World / Asia-Pacific

Air defense zone called option

By An Baijie (China Daily) Updated: 2016-07-14 02:08

It will depend on 'level of threat' from others, senior diplomat says

Air defense zone called option

Flight attendants of Hainan Airlines arrive at Zhubi Reef in the South China Sea on Wednesday. The airplane was one of two airliners that landed for the first time on runways on Meiji Reef and Zhubi Reef.Feng Yongbin/China Daily

China could set up an air defense identification zone over the South China Sea if it felt threatened, a senior diplomat said on Wednesday amid rising maritime tensions caused by the Philippines' arbitration case.

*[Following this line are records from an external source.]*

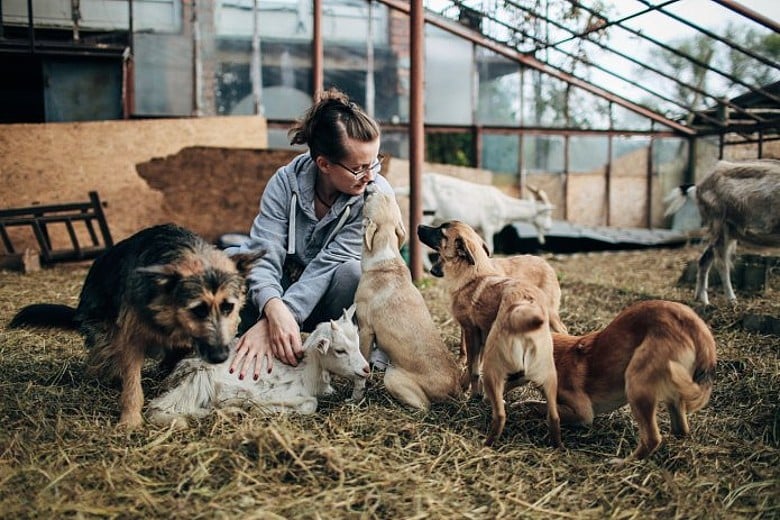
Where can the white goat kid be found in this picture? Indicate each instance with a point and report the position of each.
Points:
(738, 201)
(482, 206)
(195, 388)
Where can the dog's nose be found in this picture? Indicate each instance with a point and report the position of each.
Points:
(212, 354)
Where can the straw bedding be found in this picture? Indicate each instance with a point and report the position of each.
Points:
(62, 457)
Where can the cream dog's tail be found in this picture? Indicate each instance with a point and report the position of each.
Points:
(695, 395)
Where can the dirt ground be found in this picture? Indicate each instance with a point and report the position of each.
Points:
(61, 457)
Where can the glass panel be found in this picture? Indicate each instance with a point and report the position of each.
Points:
(499, 89)
(448, 78)
(163, 75)
(587, 153)
(586, 190)
(628, 182)
(543, 153)
(450, 148)
(670, 161)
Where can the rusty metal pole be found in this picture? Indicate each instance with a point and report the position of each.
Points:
(416, 133)
(316, 49)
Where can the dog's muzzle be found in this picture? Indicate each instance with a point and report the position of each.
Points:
(428, 235)
(212, 353)
(437, 269)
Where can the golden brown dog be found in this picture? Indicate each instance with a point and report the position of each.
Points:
(474, 282)
(392, 313)
(163, 290)
(653, 352)
(488, 304)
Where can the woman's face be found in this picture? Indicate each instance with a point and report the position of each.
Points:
(360, 166)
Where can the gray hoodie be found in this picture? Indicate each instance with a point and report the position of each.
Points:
(287, 225)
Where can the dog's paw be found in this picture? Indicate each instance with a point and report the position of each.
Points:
(130, 421)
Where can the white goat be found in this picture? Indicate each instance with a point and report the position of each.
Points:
(194, 388)
(737, 201)
(482, 206)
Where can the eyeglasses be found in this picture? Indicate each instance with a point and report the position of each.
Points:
(362, 172)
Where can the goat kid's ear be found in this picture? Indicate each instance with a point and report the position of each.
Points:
(368, 236)
(164, 275)
(246, 261)
(350, 312)
(463, 251)
(316, 339)
(400, 233)
(323, 344)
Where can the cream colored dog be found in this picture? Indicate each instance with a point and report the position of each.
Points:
(391, 312)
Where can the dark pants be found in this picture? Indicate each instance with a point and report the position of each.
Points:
(339, 296)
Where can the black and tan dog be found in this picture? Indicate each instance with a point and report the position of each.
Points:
(163, 291)
(511, 316)
(392, 313)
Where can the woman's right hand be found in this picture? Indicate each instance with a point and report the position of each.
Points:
(253, 346)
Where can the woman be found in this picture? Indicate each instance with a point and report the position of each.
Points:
(310, 224)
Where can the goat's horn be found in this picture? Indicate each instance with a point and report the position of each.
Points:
(539, 193)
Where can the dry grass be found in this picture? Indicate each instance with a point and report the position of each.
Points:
(60, 455)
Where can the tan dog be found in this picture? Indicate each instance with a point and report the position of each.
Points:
(535, 271)
(392, 313)
(518, 350)
(652, 352)
(474, 282)
(514, 316)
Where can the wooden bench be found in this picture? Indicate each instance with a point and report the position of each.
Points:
(41, 218)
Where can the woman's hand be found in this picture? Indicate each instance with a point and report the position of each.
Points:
(253, 346)
(284, 334)
(275, 335)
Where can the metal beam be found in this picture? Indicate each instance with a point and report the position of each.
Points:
(416, 133)
(749, 13)
(317, 53)
(534, 63)
(710, 34)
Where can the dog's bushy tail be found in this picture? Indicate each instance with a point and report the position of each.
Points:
(525, 317)
(45, 315)
(695, 395)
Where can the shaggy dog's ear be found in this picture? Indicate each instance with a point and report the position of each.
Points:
(368, 236)
(164, 275)
(246, 261)
(484, 246)
(317, 339)
(400, 233)
(463, 251)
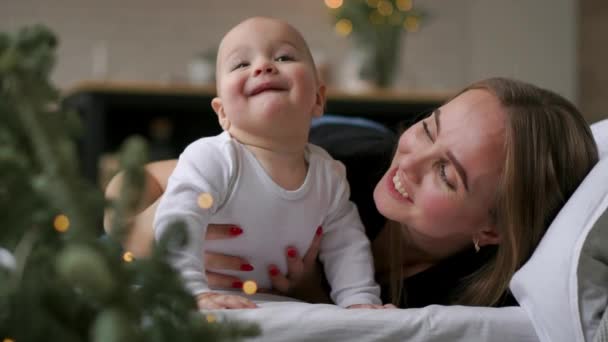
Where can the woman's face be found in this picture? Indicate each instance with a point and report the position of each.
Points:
(444, 176)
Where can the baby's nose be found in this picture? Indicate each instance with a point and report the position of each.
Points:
(266, 68)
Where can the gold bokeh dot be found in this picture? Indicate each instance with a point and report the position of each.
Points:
(205, 200)
(128, 257)
(376, 18)
(250, 287)
(61, 223)
(404, 5)
(344, 27)
(333, 4)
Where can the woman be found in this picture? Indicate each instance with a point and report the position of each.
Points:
(470, 192)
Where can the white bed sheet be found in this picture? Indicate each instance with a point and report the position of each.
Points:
(297, 321)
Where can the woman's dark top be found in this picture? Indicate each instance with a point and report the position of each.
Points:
(366, 149)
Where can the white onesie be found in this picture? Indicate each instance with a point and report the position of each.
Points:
(272, 218)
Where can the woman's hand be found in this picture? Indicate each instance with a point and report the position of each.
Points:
(224, 262)
(304, 279)
(214, 301)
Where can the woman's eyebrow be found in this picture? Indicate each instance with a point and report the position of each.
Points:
(459, 169)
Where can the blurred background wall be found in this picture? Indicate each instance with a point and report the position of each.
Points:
(462, 41)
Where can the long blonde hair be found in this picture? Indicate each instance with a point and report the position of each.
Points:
(549, 151)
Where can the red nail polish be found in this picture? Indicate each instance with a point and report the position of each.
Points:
(291, 253)
(246, 267)
(235, 231)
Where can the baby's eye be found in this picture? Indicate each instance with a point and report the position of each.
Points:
(240, 65)
(284, 58)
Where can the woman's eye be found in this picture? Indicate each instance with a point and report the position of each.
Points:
(284, 58)
(240, 65)
(427, 130)
(444, 176)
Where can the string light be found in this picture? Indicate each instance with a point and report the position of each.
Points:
(250, 287)
(128, 257)
(205, 200)
(333, 4)
(344, 27)
(411, 24)
(404, 5)
(61, 223)
(396, 19)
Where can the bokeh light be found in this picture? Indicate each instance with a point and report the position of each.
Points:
(205, 200)
(385, 8)
(333, 4)
(404, 5)
(344, 27)
(250, 287)
(411, 24)
(376, 18)
(128, 257)
(61, 223)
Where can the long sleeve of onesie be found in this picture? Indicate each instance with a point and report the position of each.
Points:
(204, 169)
(345, 250)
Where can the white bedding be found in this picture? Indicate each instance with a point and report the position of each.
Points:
(296, 321)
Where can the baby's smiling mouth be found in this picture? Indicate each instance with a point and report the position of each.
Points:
(267, 86)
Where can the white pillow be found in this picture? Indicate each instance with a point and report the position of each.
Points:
(547, 286)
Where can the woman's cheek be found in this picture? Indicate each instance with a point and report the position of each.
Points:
(438, 208)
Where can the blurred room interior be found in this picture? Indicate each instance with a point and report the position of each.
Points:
(153, 60)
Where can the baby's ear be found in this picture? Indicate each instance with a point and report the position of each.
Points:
(319, 107)
(216, 103)
(489, 235)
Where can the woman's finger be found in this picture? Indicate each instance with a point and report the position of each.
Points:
(295, 266)
(226, 262)
(313, 251)
(278, 280)
(222, 231)
(238, 302)
(223, 281)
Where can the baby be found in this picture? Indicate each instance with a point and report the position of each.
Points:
(261, 172)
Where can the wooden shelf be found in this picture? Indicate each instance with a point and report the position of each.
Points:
(185, 89)
(114, 110)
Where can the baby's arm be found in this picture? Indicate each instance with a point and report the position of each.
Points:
(346, 253)
(198, 185)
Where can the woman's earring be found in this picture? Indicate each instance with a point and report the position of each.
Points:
(476, 244)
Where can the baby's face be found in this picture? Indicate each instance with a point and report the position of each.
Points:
(266, 81)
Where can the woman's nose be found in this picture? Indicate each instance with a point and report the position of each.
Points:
(416, 164)
(265, 68)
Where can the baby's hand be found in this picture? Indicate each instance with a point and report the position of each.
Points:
(214, 300)
(371, 306)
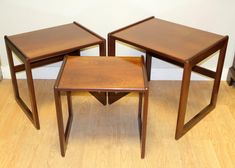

Air defense zone called option

Liu Zhenmin

The declaration of such a zone, which would require aircraft entering the zone to identify themselves to the military, will depend on "the level of threat we receive", said Vice-Foreign Minister Liu Zhenmin.

"If our security is being threatened, of course we have the right to demarcate a zone. This would depend on our overall assessment," Liu said, adding that other countries should not "take this opportunity to threaten China" and not "let it become the origin of a war".

"China's aim is to turn the South China Sea into a sea of peace, friendship and cooperation," he added.

Liu made the remarks at a news conference during which a white paper was released by the State Council Information Office. The five-chapter white paper elaborated on China's policy of adhering to "the position of settling through negotiation the disputes between China and the Philippines in the South China Sea".

Air defense zone called option

Guo Weimin

The core of the disputes between China and the Philippines lies in territorial issues caused by the Philippines' invasion and illegal occupation of some islands and reefs of the Nansha Islands, the white paper says.

Liu accused the five judges of the temporary Arbitral Tribunal at The Hague, which announced its ruling in the case on Tuesday, of "making money from the Philippines", adding that "maybe other people gave them money, too".

The tribunal, which ruled that China has no "historic title" over the South China Sea, has no jurisdiction over sovereignty issues, Liu said.

A Japanese former president of the International Tribunal for the Law of the Sea, Shunji Yanai, "manipulated the entire proceedings" from behind the scenes, Liu added.

The diplomat also questioned whether the five judges, four from EU countries and the Ghanaian chairman, a longtime resident of Europe, could understand the complex geographic politics of Asia.